Do not put reader logic, replay policy, or idempotency logic into command modules. Commands parse args and render service results only. Commands should depend on dpone.services.*, not directly on dpone.runtime.*.

Class map

classDiagram
    class CDCChange {
        +operation
        +data
        +position
        +source_schema
        +source_table
        +to_row()
    }
    class CDCBatch {
        +changes
        +next_offset
        +high_watermark
        +to_artifact()
    }
    class CDCEventIdentityService {
        +event_id(change, unique_key)
    }
    class CDCIdempotencyService {
        +evaluate(changes, unique_key)
    }
    class CDCReplayPlanner {
        +plan(...)
    }
    class CDCCommitGate {
        +evaluate(next_offset, expected_backend, sink_status, load_status, idempotency_passed)
    }
    class CDCOffsetStorage {
        +load_offset(...)
        +save_offset(...)
        +delete_offset(...)
    }

    CDCBatch --> CDCChange
    CDCEventIdentityService --> CDCChange
    CDCIdempotencyService --> CDCEventIdentityService
    CDCReplayPlanner --> CDCOffsetStorage
    CDCCommitGate --> CDCOffsetStorage

Offset advancement contract

State advancement is allowed only after the target commit is durable.

sequenceDiagram
    participant Reader as CDCReader
    participant Sink as Sink strategy
    participant Idem as CDCIdempotencyService
    participant Gate as CDCCommitGate
    participant State as CDCOffsetStorage

    Reader->>Reader: read bounded batch
    Reader-->>Sink: CDCBatch.to_artifact()
    Sink->>Sink: staging-first load
    Sink-->>Idem: load result + changes
    Idem-->>Gate: idempotency_passed
    Gate->>Gate: require sink success + committed load
    alt commit allowed
        Gate-->>State: save next_offset
    else commit blocked
        Gate-->>State: do not advance state
    end

Event identity rules

CDCEventIdentityService must produce deterministic 64-character SHA-256 hex IDs.

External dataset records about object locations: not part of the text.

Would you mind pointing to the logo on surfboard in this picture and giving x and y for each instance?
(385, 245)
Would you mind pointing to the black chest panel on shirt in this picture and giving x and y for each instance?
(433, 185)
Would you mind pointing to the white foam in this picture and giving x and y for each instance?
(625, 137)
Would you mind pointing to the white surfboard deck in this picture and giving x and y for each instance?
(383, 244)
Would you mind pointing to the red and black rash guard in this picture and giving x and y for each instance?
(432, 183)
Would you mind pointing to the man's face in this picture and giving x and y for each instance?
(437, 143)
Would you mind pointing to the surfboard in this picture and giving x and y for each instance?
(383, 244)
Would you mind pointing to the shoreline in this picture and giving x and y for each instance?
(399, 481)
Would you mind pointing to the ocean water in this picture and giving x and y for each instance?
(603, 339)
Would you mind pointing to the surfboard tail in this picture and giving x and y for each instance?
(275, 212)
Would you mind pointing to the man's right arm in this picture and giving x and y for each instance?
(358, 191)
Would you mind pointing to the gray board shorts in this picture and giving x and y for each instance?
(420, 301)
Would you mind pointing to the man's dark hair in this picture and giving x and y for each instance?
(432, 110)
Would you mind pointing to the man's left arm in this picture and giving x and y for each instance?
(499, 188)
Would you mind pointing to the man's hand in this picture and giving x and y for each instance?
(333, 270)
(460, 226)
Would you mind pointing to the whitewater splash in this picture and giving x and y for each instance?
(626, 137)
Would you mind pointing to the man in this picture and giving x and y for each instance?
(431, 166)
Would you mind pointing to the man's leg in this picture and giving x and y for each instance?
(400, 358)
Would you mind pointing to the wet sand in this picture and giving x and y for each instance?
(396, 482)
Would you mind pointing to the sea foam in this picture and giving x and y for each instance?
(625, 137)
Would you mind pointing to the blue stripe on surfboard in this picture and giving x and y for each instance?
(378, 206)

The payload includes:

  • source schema;
  • source table;
  • operation;
  • position;
  • transaction id;
  • sequence;
  • configured unique_key values when available;
  • row payload fallback when no key is configured.

Changing this shape is a compatibility-sensitive change because downstream idempotency ledgers may persist event ids.

Replay planner rules

CDCReplayPlanner is a pure planning service. It must not connect to source or target systems. Callers provide observed offsets and retention watermarks.

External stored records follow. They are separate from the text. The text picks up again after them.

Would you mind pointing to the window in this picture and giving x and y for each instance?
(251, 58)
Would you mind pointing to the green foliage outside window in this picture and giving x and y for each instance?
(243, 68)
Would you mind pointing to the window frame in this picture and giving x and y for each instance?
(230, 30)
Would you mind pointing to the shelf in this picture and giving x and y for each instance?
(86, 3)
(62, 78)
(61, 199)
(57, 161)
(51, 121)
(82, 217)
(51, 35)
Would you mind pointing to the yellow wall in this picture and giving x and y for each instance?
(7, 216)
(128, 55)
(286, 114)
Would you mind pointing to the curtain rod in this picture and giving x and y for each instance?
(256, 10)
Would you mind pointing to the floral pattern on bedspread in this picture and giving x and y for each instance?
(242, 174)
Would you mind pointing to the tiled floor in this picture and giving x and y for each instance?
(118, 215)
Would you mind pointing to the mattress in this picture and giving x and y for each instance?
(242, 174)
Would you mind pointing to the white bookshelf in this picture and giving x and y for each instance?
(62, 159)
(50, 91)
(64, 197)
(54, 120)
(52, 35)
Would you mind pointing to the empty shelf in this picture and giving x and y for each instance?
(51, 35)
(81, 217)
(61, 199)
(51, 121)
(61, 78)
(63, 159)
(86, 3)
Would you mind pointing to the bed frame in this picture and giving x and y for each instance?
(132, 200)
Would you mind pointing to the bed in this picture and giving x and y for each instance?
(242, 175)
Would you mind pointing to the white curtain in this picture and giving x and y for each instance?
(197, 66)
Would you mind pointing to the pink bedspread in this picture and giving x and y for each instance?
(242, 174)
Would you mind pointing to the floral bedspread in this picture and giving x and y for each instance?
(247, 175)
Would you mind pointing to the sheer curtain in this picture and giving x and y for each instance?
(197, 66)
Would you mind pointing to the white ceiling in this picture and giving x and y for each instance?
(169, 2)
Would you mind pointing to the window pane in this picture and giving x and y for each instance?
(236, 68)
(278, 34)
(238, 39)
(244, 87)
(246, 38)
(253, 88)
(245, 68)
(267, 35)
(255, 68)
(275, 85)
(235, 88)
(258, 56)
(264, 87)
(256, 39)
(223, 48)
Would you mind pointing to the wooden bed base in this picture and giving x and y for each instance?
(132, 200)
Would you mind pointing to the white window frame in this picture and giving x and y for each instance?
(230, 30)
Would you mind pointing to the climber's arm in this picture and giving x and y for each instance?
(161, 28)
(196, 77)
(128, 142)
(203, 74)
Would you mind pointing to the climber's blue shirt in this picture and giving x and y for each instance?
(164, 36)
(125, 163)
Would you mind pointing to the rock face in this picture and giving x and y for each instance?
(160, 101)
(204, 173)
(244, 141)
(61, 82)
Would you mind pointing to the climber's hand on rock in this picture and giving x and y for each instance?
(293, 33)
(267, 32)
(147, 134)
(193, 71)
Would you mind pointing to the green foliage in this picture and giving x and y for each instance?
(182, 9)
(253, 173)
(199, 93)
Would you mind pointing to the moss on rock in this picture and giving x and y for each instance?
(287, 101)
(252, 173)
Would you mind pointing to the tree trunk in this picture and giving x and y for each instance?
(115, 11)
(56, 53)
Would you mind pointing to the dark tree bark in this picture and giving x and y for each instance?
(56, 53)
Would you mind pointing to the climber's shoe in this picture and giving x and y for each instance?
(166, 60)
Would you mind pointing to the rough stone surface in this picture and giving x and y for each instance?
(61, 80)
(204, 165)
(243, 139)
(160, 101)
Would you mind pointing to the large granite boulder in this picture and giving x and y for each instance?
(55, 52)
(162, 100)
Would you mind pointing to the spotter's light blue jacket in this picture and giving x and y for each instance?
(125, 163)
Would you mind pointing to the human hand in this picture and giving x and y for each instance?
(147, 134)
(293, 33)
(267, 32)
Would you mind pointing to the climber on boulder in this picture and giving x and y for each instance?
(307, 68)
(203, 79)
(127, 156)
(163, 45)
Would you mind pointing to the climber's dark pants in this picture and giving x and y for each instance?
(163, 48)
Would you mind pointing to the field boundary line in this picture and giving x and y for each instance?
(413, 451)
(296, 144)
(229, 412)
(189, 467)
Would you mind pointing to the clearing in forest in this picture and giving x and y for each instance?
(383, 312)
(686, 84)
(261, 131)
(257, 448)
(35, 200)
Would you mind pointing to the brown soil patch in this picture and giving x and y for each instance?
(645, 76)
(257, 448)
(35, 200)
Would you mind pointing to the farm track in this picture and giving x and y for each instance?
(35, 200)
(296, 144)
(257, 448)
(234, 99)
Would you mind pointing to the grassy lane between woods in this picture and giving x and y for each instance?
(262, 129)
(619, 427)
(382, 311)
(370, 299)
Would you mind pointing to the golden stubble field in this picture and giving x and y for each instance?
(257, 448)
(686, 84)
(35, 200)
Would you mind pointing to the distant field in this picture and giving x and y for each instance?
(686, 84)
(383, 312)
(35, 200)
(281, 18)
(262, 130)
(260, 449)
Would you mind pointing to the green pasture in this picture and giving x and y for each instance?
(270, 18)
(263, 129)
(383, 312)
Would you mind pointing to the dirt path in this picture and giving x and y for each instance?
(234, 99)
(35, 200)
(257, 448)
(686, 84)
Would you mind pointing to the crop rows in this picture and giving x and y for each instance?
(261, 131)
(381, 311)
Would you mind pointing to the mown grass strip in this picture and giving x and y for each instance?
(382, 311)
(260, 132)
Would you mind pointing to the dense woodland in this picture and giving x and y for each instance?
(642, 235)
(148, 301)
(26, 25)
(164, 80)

Planner blockers are stable strings because CI and runbooks can depend on them:

Blocker When emitted
replay.requires_allow_rewind replay_from is behind stored offset and allow_rewind=false.
replay.artifact_required_for_consumed_postgres_slot PostgreSQL logical replay rewinds a consumed slot without an artifact URI.
replay.start_before_retention replay_from is lower than source retention minimum.
replay.invalid_window replay_from is greater than replay_to.
replay.to_after_high_watermark replay_to is beyond the known high watermark.
offset.backend_mismatch.<field> Provided offset belongs to a different backend.

Test requirements

Every CDC hardening change needs:

  • unit tests for event id determinism;
  • duplicate detection tests;
  • replay planner safe and blocked cases;
  • commit gate allow/deny cases;
  • CLI tests for dpone cdc replay-plan;
  • docs-contract tests for operator and developer documentation.

Live reader tests remain separate under integration markers. Replay and idempotency services are pure and must stay credential-free.